Dendritic Cells Expand Epstein Barr Virus Specific CD8 super(+) T Cell Responses More Efficiently Than EBV Transformed B Cells

• Published in: Human Immunology Vol. 66; no. 9; pp. 938 - 949
• Main Authors: Subklewe, Marion, Sebelin, Kathrin, Block, Andrea, Meier, Antje, Roukens, Anna, Paludan, Casper, Fonteneau, Jean-Francois, Steinman, Ralph M, Muenz, Christian
• Format: Journal Article
• Language: English
• Published: 01.01.2005
• Subjects: Epstein-Barr virus
• ISSN: 0198-8859; 1365-2567
• DOI: 10.1016/j.humimm.2005.07.003

Adoptive transfer of Epstein Barr virus (EBV) specific cytotoxic T lymphocytes (CTLs) has been successfully applied in the treatment of EBV associated post-transplant lymphoproliferative disease (PTLD). In most studies EBV transformed B cells (LCLs) have been used for the induction of EBV specific T cell lines. Application of this approach to other EBV associated tumors is difficult, because LCLs focus T cell expansion toward immunodominant EBV antigens that are not expressed in EBV associated Hodgkin's lymphoma and nasopharyngeal carcinoma. Therefore, we compared dendritic cells (DCs) with LCLs for CD8 super(+) T cell stimulation against dominant and subdominant EBV antigens. DCs expanded tenfold more EBNA3A and LMP2 specific CD8 super(+) T cells than LCL and also stimulated EBV specific CTL from PTLD patients.
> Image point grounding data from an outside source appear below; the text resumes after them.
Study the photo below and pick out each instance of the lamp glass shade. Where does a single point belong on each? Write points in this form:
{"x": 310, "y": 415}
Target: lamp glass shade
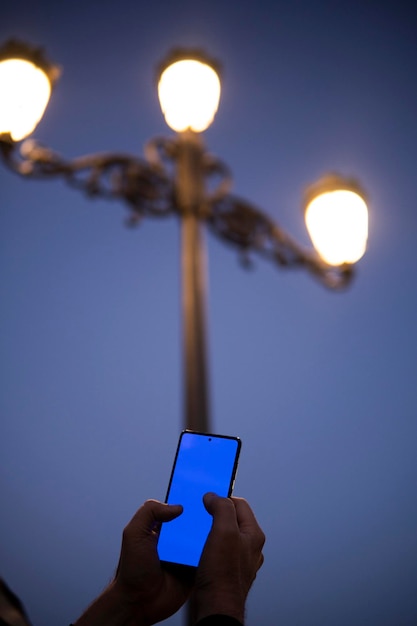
{"x": 25, "y": 92}
{"x": 337, "y": 222}
{"x": 189, "y": 94}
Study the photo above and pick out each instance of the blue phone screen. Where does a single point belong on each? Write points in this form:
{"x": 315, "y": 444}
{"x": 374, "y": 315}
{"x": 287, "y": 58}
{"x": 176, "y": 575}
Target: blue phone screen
{"x": 203, "y": 463}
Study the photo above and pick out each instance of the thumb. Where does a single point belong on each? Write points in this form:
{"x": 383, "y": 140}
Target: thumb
{"x": 149, "y": 517}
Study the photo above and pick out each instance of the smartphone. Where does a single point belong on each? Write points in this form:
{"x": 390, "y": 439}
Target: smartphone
{"x": 203, "y": 463}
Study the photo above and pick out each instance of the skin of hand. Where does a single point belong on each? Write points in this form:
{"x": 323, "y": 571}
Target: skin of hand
{"x": 142, "y": 592}
{"x": 230, "y": 560}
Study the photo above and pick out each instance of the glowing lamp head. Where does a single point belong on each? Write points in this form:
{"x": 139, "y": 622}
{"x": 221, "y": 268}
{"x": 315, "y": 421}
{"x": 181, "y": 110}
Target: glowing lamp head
{"x": 189, "y": 91}
{"x": 26, "y": 81}
{"x": 337, "y": 219}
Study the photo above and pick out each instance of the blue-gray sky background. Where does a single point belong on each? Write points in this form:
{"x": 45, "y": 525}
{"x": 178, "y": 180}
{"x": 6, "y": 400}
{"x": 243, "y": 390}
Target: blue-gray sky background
{"x": 320, "y": 386}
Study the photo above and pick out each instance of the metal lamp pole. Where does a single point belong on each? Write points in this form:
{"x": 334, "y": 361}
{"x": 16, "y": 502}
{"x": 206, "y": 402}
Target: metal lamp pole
{"x": 176, "y": 177}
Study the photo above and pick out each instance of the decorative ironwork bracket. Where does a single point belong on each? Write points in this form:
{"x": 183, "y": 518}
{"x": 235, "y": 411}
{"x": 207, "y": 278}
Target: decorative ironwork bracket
{"x": 147, "y": 186}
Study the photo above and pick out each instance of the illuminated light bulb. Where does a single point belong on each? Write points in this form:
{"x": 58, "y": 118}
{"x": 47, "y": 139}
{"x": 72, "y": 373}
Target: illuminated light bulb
{"x": 25, "y": 92}
{"x": 189, "y": 94}
{"x": 337, "y": 220}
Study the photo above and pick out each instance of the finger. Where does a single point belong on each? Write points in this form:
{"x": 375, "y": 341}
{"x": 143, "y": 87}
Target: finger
{"x": 150, "y": 514}
{"x": 246, "y": 520}
{"x": 222, "y": 510}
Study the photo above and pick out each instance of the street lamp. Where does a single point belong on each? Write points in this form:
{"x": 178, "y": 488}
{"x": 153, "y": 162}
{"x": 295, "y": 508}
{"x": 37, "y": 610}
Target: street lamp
{"x": 178, "y": 176}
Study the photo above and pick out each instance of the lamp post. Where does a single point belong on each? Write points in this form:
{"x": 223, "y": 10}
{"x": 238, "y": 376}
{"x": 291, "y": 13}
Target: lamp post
{"x": 178, "y": 176}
Both, DCs and LCLs stimulations led to the expansion of high affinity T cells, capable to target EBV transformed B cells. While LCLs and DCs expressed MHC class I and II products at similar levels, DCs showed a higher expression of costimulatory and adhesion molecules. This resulted in more efficient T cell conjugate formation with DCs than with LCLs. We propose the use of DCs for stimulaton of EBV specific T cells in active or passive immunotherapy of EBV associated malignancies.